Apache Arrow Serialization Error

Hi All!

I am trying to increase the speed of my Python nodes since it seems that there is a bottleneck with getting the data out of the Python node.

I’ve seen in the forums discussions about changing serialization to Apache Arrow. I have version 0.17 installed in my Python3 Anaconda environment (which I have configured in KNIME). After selecting Apache Arrow serialization when I open the Python node I get the following error:

org.knime.python2.kernel.PythonIOException: ‘pyarrow.lib.ChunkedArray’ object has no attribute ‘name’

I’ve seen pyarrow version requirements in old forum posts and am wondering what the current information is on this. Any help is greatly appreciated!

Hi @TardisPilot,

KNIME currently makes use of Apache Arrow in version 0.11, so you will need to downgrade the pyarrow package in your environment to that version (e.g., via conda install -n your_environment pyarrow=0.11). The current version requirements can be found in the Python installation guide, where they are listed in the py36_knime.yml file.
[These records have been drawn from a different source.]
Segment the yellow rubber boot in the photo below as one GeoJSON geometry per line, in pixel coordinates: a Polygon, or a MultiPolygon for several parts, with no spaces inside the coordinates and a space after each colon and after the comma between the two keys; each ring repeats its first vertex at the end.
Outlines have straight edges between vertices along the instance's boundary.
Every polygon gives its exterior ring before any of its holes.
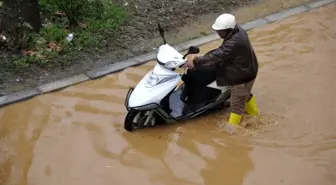
{"type": "Polygon", "coordinates": [[[257,116],[259,114],[257,101],[254,96],[252,96],[251,99],[246,103],[245,110],[247,114],[252,116],[257,116]]]}
{"type": "Polygon", "coordinates": [[[235,113],[230,113],[229,124],[231,125],[239,125],[241,122],[242,116],[235,113]]]}

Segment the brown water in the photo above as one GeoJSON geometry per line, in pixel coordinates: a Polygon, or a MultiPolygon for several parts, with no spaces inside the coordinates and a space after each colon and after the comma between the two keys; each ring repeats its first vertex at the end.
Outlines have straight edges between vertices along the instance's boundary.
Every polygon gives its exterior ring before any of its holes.
{"type": "Polygon", "coordinates": [[[127,89],[152,62],[1,109],[0,184],[335,184],[334,12],[332,4],[249,32],[262,64],[260,119],[271,124],[228,136],[218,113],[125,132],[127,89]]]}

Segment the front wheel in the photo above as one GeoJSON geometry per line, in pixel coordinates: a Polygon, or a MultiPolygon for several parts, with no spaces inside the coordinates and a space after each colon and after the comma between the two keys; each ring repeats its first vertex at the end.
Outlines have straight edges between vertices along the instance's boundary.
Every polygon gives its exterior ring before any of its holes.
{"type": "Polygon", "coordinates": [[[154,112],[151,113],[151,111],[131,110],[126,115],[124,128],[125,130],[132,132],[135,129],[153,127],[157,122],[156,117],[156,114],[154,112]],[[150,118],[146,123],[148,117],[150,118]]]}

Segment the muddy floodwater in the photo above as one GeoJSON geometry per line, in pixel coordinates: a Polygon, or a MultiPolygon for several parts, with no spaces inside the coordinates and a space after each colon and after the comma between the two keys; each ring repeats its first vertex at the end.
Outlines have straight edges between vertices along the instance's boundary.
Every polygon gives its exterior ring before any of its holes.
{"type": "Polygon", "coordinates": [[[334,185],[335,18],[333,3],[249,32],[262,113],[236,136],[224,112],[126,132],[126,92],[154,62],[7,106],[0,184],[334,185]]]}

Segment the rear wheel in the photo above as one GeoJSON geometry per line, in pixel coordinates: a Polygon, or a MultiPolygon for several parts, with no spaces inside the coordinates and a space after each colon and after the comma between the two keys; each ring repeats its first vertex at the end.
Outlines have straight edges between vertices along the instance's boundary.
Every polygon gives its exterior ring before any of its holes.
{"type": "Polygon", "coordinates": [[[157,115],[151,111],[129,111],[125,118],[124,128],[125,130],[132,132],[135,129],[141,129],[145,127],[153,127],[157,122],[157,115]],[[148,123],[146,124],[146,120],[150,116],[148,123]]]}

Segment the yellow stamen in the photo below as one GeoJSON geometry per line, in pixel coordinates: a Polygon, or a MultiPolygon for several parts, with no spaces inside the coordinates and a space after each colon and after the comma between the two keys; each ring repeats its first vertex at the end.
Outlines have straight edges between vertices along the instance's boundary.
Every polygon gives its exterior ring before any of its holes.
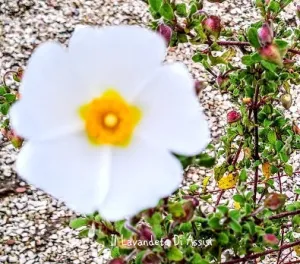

Sorry to hear that you are experiencing performance issues with the Python nodes. We are currently working on some improvements in this respect. We are also planning to upgrade Apache Arrow to a more recent version soon.

Marcel

4 Likes

Hi @MarcelW,

Thank you for the clarification and the link! I really appreciate it.

2 Likes

This topic was automatically closed 7 days after the last reply. New replies are no longer allowed.